Escribe el editor de ‘Libro de Ciencias’, Eduardo Vilas, que “hoy por hoy, el lenguaje científico y el literario están tan alejados y hace tanto tiempo que no se tocan, que cuando uno de ellos plantea una pregunta, ya no acepta una respuesta, por muy exacta que sea, si no se da en su propio idiolecto”. Esta antología busca una reconciliación entre cultura y ciencia, que se demuestra así en la propia selección de las obras.
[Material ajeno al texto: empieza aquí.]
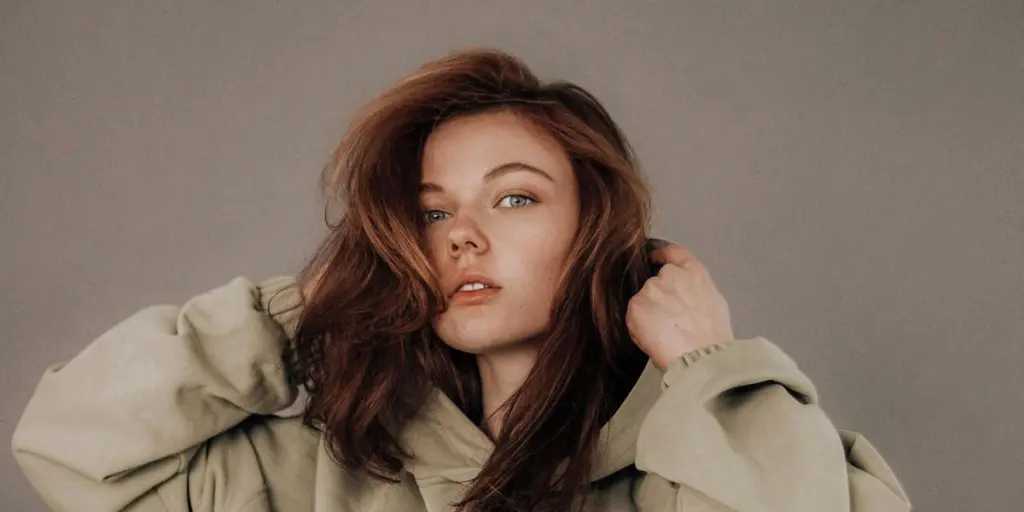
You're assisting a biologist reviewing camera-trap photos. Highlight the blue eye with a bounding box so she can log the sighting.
[423,210,447,224]
[499,194,537,208]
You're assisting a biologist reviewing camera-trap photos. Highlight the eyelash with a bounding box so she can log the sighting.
[423,193,537,225]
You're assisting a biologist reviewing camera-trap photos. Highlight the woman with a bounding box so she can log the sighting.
[13,50,910,512]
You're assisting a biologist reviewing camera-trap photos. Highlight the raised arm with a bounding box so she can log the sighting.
[636,337,910,512]
[11,275,301,512]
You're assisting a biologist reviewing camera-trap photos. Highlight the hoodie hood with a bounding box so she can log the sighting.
[401,360,664,491]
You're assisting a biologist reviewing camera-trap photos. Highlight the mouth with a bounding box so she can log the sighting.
[452,287,501,305]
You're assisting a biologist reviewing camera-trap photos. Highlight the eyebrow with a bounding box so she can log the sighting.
[420,162,555,194]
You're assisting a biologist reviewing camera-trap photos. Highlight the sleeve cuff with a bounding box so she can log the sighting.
[256,275,302,342]
[662,336,818,403]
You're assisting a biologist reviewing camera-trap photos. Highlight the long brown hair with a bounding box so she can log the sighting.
[287,48,650,511]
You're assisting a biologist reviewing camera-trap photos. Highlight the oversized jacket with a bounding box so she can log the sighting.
[11,275,910,512]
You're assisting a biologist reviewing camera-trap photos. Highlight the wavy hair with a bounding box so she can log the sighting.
[286,47,650,512]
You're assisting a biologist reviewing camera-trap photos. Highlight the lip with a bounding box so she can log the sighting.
[452,288,501,306]
[449,270,502,298]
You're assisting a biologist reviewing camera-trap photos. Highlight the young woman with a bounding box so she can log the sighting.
[12,50,910,512]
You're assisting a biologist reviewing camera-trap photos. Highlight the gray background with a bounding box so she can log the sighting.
[0,0,1024,511]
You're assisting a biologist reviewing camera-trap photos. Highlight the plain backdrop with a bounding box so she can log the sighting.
[0,0,1024,512]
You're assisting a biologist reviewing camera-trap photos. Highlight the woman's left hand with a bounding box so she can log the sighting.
[626,244,733,371]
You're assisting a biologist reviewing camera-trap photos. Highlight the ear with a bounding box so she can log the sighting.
[643,237,672,275]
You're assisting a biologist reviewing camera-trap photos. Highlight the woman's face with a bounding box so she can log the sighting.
[420,112,580,354]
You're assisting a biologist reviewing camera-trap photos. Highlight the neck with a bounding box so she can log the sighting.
[476,343,537,439]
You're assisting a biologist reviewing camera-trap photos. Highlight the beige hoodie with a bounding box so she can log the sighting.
[12,275,910,512]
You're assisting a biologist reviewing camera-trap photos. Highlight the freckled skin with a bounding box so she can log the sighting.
[421,112,579,354]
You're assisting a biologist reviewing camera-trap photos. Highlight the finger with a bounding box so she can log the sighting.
[650,244,696,266]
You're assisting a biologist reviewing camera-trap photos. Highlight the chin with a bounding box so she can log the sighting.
[434,317,539,354]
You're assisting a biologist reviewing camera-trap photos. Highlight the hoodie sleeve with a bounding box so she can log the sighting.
[636,337,910,512]
[11,275,300,512]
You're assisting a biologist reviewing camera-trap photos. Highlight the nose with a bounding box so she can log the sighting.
[447,217,487,259]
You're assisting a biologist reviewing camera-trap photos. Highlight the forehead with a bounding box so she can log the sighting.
[423,112,571,181]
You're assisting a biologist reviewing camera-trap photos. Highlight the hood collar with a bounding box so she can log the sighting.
[400,360,664,484]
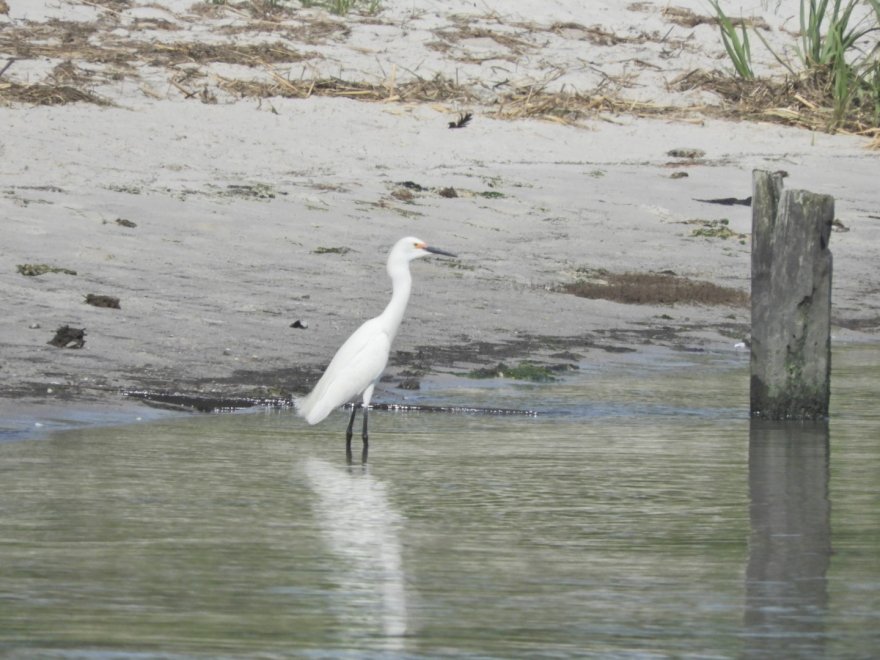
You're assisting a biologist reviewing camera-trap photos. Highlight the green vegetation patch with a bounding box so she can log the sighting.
[16,264,76,277]
[467,362,558,383]
[687,218,748,241]
[562,270,749,306]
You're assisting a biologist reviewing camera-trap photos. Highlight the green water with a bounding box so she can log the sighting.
[0,347,880,658]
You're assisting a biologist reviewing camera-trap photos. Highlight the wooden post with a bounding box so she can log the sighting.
[750,170,834,420]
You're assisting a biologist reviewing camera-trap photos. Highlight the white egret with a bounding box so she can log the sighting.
[294,236,456,456]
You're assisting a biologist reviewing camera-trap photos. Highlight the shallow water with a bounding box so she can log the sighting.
[0,347,880,658]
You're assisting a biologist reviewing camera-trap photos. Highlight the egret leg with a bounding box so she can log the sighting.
[345,404,357,454]
[361,408,369,449]
[361,383,376,452]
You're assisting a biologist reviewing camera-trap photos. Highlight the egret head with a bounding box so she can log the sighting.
[388,236,456,266]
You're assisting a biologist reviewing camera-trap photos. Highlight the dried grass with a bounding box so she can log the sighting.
[670,70,877,134]
[217,72,475,103]
[0,82,112,106]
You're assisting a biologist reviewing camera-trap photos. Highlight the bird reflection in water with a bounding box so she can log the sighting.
[305,450,407,650]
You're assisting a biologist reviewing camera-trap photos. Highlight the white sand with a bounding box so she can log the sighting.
[0,0,880,408]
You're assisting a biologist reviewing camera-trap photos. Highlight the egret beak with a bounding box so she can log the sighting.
[423,245,458,257]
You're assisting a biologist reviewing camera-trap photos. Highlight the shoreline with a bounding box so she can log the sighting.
[0,0,880,418]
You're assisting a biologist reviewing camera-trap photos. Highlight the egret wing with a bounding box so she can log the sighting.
[296,319,391,424]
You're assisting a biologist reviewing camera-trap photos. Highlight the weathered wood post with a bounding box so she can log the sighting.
[750,170,834,420]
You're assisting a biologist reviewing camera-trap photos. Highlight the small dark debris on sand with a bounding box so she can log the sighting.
[46,325,86,348]
[86,293,120,309]
[397,181,428,192]
[666,149,706,160]
[449,112,474,128]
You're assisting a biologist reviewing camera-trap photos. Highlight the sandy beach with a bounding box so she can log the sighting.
[0,0,880,408]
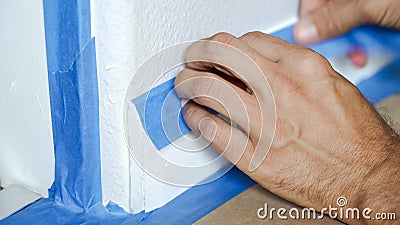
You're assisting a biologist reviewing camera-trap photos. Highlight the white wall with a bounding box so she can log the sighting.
[93,0,298,212]
[0,0,54,197]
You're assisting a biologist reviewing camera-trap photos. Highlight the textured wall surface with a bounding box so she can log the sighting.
[0,0,54,196]
[93,0,298,212]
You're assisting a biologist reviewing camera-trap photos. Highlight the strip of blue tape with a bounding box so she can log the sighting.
[132,27,400,150]
[0,0,400,224]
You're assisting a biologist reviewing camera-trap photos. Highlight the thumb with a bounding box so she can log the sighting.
[293,0,367,44]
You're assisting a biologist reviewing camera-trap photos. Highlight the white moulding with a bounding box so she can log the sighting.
[92,0,298,213]
[0,0,54,217]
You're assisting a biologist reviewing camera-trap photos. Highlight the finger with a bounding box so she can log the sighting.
[183,101,253,169]
[175,69,260,135]
[239,31,300,62]
[293,0,368,44]
[185,33,276,87]
[186,33,277,171]
[299,0,327,17]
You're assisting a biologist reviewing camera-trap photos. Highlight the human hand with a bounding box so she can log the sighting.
[293,0,400,44]
[175,32,400,223]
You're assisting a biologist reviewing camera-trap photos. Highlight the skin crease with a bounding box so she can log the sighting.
[175,0,400,224]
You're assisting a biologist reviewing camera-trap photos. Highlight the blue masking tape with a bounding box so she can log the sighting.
[0,4,400,224]
[132,24,400,150]
[132,78,190,150]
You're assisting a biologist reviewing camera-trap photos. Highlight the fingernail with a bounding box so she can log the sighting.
[181,99,187,108]
[294,18,319,44]
[199,117,216,144]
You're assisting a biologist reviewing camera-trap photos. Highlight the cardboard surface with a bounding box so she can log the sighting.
[195,94,400,225]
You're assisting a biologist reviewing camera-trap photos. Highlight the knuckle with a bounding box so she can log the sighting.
[324,2,344,34]
[240,31,266,43]
[298,49,330,75]
[192,76,215,97]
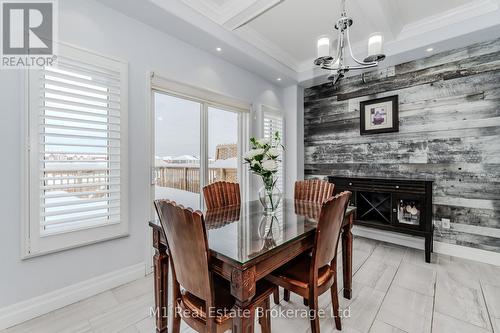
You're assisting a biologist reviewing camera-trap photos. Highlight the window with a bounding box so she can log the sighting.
[25,45,128,256]
[152,76,250,209]
[262,106,285,193]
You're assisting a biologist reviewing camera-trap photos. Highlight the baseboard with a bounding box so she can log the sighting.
[352,226,500,266]
[434,242,500,266]
[0,263,145,330]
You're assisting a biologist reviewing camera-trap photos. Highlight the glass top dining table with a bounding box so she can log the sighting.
[150,199,355,264]
[149,199,356,332]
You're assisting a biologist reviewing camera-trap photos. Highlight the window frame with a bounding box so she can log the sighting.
[21,43,129,259]
[149,80,251,209]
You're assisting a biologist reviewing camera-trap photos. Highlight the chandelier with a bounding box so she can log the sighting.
[314,0,385,84]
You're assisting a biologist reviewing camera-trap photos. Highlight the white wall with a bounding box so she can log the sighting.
[283,85,304,198]
[0,0,284,307]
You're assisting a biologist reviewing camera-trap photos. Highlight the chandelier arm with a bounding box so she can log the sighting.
[348,63,378,70]
[321,33,341,70]
[346,27,378,69]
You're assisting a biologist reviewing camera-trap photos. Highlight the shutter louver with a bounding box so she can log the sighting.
[264,112,285,193]
[37,57,122,235]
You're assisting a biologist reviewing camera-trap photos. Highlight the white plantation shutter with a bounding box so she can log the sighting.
[263,107,285,193]
[26,46,128,255]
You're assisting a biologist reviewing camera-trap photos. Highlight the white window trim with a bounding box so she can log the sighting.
[145,71,253,274]
[21,43,129,259]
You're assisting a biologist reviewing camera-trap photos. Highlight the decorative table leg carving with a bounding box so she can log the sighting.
[231,267,256,333]
[342,214,354,299]
[153,230,169,333]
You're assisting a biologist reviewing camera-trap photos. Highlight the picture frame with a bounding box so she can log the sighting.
[359,95,399,135]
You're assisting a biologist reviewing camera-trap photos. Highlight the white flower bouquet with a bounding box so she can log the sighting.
[243,132,285,211]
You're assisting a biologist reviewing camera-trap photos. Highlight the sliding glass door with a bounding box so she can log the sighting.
[207,106,241,184]
[154,92,202,209]
[153,91,246,209]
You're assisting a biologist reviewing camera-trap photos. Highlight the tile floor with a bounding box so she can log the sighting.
[2,238,500,333]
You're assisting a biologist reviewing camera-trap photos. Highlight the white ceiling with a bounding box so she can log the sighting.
[99,0,500,86]
[246,0,475,68]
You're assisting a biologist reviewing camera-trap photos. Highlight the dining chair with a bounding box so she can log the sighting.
[266,191,351,333]
[203,181,241,209]
[294,179,335,203]
[155,200,276,333]
[274,179,335,305]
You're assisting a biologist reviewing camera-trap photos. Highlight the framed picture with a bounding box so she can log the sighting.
[359,96,399,135]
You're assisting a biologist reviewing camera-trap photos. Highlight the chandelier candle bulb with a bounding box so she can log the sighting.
[368,34,383,56]
[318,36,330,58]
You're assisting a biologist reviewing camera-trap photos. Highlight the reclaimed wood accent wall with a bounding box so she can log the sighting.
[304,39,500,252]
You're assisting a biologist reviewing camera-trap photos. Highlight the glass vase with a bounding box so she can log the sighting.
[259,186,282,214]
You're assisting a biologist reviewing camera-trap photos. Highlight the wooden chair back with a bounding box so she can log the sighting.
[311,191,351,271]
[294,179,335,203]
[155,200,213,300]
[203,181,241,209]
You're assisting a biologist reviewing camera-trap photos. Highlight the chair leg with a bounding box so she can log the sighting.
[172,306,181,333]
[330,280,342,331]
[273,287,280,304]
[283,289,290,302]
[259,297,271,333]
[309,296,319,333]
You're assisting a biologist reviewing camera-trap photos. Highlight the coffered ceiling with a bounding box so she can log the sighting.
[99,0,500,85]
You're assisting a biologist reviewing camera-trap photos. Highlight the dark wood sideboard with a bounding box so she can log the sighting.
[328,176,433,262]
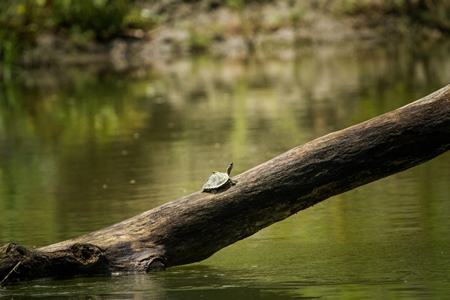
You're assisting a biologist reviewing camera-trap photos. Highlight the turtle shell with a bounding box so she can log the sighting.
[203,172,230,193]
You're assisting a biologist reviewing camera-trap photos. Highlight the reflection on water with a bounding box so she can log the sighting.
[0,42,450,299]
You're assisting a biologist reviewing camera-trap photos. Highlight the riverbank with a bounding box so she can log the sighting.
[7,0,450,69]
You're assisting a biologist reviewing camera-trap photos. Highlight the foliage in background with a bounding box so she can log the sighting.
[344,0,450,33]
[0,0,156,76]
En las narraciones, las ciencias –divididas en las categorías de la clasificación del epistemólogo Rudolf Carnap: formales, naturales y sociales– se reflejan en la literatura, y viceversa.

Para Vilas, una antología de ficciones sobre temas científicos no puede ser otra cosa que una “antología de excepciones”. Algunas de las narraciones que ha elegido son bien conocidas, pero quizás el lector no había reflexionado sobre su conexión con lo científico anteriormente. Después de este libro, sin duda lo hará.

 

Incluida en las ciencias formales, la lógica se refleja en la literatura en este cuento del autor de ‘Alicia en el país de las maravillas’. Como en esta obra, el relato ‘Los dos relojes’ está plagado de paradojas. Comienza con una interpelación al lector: “¿Qué prefiere, un reloj que esté en hora una vez al año o un reloj que lo haga dos veces al día?” Tras la respuesta, que podría parecer lógica –”El último, sin lugar a dudas”–, el autor provoca una contradicción, a través de la formulación de un nuevo enigma. “Basta, cuanto más razone, más se alejará del asunto, así que será mejor que lo dejemos así”, concluye.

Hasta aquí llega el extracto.